Während die technologischen Möglichkeiten der Additiven Fertigung intensiv erforscht werden, gibt es derzeit noch keine umfassenden Erkenntnisse über die ökologische Auswirkungen, auch wenn diese als vielfach positiv vermittelt werden.

„Die Forschungsergebnisse dieser Ausgabe zeigen, dass es zu früh ist um 3D-Druck als einen nachhaltigen Weg der Fertigung zu bezeichnen,“ sagt Reid Lifset, Chefredakteur des Journal of Industrial Ecology und Co-Author des Artikels. „Wir müssen erst noch viel mehr über die Materialien, den Energieverbrauch in der Produktion, Prozessemissionen und die Verbindungen sowie Anpassungen zwischen den verschiedenen Produktionsstufen erfahren.“

Additive Fertigung wird oftmals als grundsätzlich umweltfreundlicher im Vergleich zu konventionellen Fertigungsmethoden gesehen, da sie lokale Produktion mit wenig bis gar keinen Abfallmaterialien ermöglicht.

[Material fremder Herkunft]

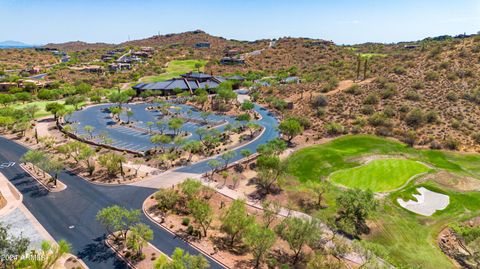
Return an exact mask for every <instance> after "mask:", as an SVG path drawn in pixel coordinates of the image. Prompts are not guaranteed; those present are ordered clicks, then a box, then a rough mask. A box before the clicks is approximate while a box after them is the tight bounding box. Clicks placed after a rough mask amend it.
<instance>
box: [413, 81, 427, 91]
mask: <svg viewBox="0 0 480 269" xmlns="http://www.w3.org/2000/svg"><path fill="white" fill-rule="evenodd" d="M412 88H414V89H415V90H421V89H424V88H425V84H423V82H422V81H420V80H416V81H414V82H413V83H412Z"/></svg>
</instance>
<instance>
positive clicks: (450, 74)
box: [447, 72, 458, 81]
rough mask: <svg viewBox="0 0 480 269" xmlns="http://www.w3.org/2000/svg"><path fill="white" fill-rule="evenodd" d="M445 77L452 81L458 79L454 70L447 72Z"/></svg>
mask: <svg viewBox="0 0 480 269" xmlns="http://www.w3.org/2000/svg"><path fill="white" fill-rule="evenodd" d="M447 79H448V80H450V81H454V80H456V79H458V76H457V74H455V73H454V72H449V73H447Z"/></svg>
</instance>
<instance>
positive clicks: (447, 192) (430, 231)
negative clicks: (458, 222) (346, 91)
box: [287, 135, 480, 269]
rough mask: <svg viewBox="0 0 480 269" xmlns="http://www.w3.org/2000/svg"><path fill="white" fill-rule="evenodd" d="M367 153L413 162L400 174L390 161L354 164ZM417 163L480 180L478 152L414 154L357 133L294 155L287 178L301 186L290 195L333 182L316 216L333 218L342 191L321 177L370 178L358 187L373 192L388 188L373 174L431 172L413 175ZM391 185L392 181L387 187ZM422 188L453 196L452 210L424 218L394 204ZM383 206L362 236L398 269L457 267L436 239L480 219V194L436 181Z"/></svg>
mask: <svg viewBox="0 0 480 269" xmlns="http://www.w3.org/2000/svg"><path fill="white" fill-rule="evenodd" d="M368 155H391V156H392V158H395V157H396V156H399V155H401V156H404V157H406V158H408V160H409V161H408V162H407V163H405V164H406V166H405V167H404V168H400V170H403V172H402V171H400V170H399V171H393V172H392V170H395V169H393V168H388V169H387V166H388V165H387V163H388V162H387V163H385V162H384V161H387V160H377V161H380V162H378V163H375V161H372V165H371V166H368V164H367V165H366V166H363V167H359V166H361V165H362V164H361V163H359V162H358V161H356V160H358V158H359V157H361V156H368ZM416 160H418V161H422V162H425V163H428V164H430V165H432V166H433V167H435V168H436V169H444V170H447V171H449V172H451V173H455V174H458V175H467V176H470V177H473V178H478V179H479V180H480V154H461V153H455V152H449V151H438V150H415V149H412V148H409V147H407V146H406V145H404V144H402V143H399V142H396V141H395V140H390V139H384V138H380V137H375V136H366V135H359V136H343V137H340V138H338V139H335V140H333V141H331V142H329V143H326V144H322V145H315V146H311V147H307V148H304V149H301V150H299V151H297V152H295V153H294V154H292V155H291V156H290V157H289V158H288V159H287V170H288V173H289V174H290V175H292V176H293V178H290V179H289V180H291V181H294V182H297V183H296V184H294V183H292V184H290V185H289V186H288V191H289V192H293V193H296V194H297V195H300V193H301V192H302V191H305V190H308V189H310V188H311V187H310V186H311V184H329V185H330V187H331V188H329V190H328V192H327V193H325V204H326V205H327V206H328V207H327V208H326V209H321V210H318V211H317V212H314V213H312V214H314V215H318V216H324V217H326V216H327V217H328V216H332V214H335V211H336V209H337V205H336V202H335V199H336V197H337V196H338V195H339V194H340V193H341V191H342V189H340V188H339V187H337V186H335V185H334V184H331V183H329V181H326V182H324V183H320V180H321V179H322V178H324V179H325V178H327V177H328V176H329V175H331V174H332V173H333V172H336V171H340V172H337V173H347V174H348V173H350V174H354V175H357V176H358V177H367V180H366V181H365V182H367V183H368V184H366V185H364V186H358V187H363V188H368V187H369V186H371V188H379V189H381V188H384V184H385V182H384V180H383V181H373V180H372V179H370V180H368V179H369V177H370V176H372V175H373V176H375V177H376V178H377V179H382V178H383V176H384V175H385V173H387V170H388V174H399V175H402V176H403V178H405V177H407V180H408V176H409V175H410V174H412V175H414V174H416V173H420V172H421V171H425V170H426V171H428V168H426V167H425V166H423V167H422V166H421V165H420V166H418V167H415V169H419V170H418V171H414V172H415V173H413V172H412V171H410V170H411V169H412V166H413V164H412V163H415V162H414V161H416ZM398 161H399V158H397V159H396V160H395V161H394V163H392V164H390V165H391V166H393V167H396V168H398V167H400V166H401V165H400V163H399V162H398ZM405 164H404V165H405ZM355 167H358V168H355ZM362 168H363V169H362ZM369 170H370V171H369ZM407 170H408V171H407ZM335 174H336V173H334V174H333V175H335ZM339 175H341V174H339ZM389 179H391V178H389ZM332 180H333V179H332ZM344 180H345V182H343V183H342V184H344V185H347V184H350V185H351V186H353V187H355V184H357V183H358V181H356V180H354V178H345V179H344ZM298 182H299V184H298ZM390 183H391V182H388V184H390ZM397 183H398V182H397ZM370 184H371V185H370ZM392 184H393V183H392ZM420 186H424V187H426V188H428V189H429V190H432V191H435V192H439V193H444V194H446V195H448V196H449V197H450V204H449V206H448V207H447V208H446V209H444V210H441V211H438V212H436V213H435V214H433V215H432V216H431V217H424V216H420V215H417V214H415V213H413V212H410V211H408V210H406V209H404V208H402V207H400V206H398V204H397V203H396V199H397V198H398V197H405V198H410V197H411V194H412V193H413V192H415V189H416V188H417V187H420ZM293 195H295V194H293ZM380 204H381V206H380V209H379V210H378V211H377V212H375V213H374V214H373V216H372V217H371V223H370V227H371V228H372V231H371V233H370V234H368V235H365V236H363V237H362V239H363V240H364V241H366V242H367V245H374V246H375V247H374V248H373V249H376V252H377V254H378V255H379V256H380V257H382V258H384V259H385V260H387V261H389V262H391V263H392V264H393V265H395V266H398V267H400V268H426V269H438V268H442V269H443V268H454V265H453V264H452V263H451V262H450V260H449V259H448V258H447V256H445V255H444V254H443V252H442V251H441V250H440V248H439V247H438V244H437V241H436V240H437V236H438V234H439V232H440V231H441V230H442V229H443V228H444V227H445V226H446V225H448V224H450V223H454V222H459V221H464V220H467V219H469V218H471V217H473V216H477V215H479V214H480V193H478V192H455V191H452V190H447V189H444V188H442V187H441V186H440V185H438V184H436V183H434V182H430V181H429V182H425V183H422V184H416V183H415V182H414V181H411V182H409V183H408V184H407V186H406V187H405V188H403V189H401V190H399V191H394V192H392V193H391V194H389V195H388V196H387V197H386V198H384V199H381V200H380Z"/></svg>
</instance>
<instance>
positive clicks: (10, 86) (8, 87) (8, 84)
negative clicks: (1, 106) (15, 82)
mask: <svg viewBox="0 0 480 269" xmlns="http://www.w3.org/2000/svg"><path fill="white" fill-rule="evenodd" d="M13 87H18V85H17V83H15V82H0V92H7V91H8V90H9V89H10V88H13Z"/></svg>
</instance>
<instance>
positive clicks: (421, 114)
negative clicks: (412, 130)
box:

„Diese Spezialausgabe zeigt die Fähigkeiten der Industrieökologie auf, um wichtige und oft übersehene Aspekte von neuen Technologien aufzudecken,“ sagt Indy Burke, Dekan der Yale School of Forestry & Environmental Studies. „Wenn wir das ökologische Potential von 3D-Druck in Betracht ziehen, müssen wir wissen wo die Herausforderungen und Hebelpunkte liegen.“

Folgende Themen werden in der Ausgabe näher behandelt: Ökobilanz der additiven Fertigungsprozesse und Produkte, Untersuchungen zum Energieverbrauch der 3D-Druckprozesse, Studien zur Aussetzung der Anwender auf Druckeremissionen und gefährliche Materialien, Untersuchung der Nachhaltigkeit durch nun herstellbare Teile mit komplexer Geometrie, Analyse der durch die Anwendung der Technologie entstehenden Probleme mit Lieferketten.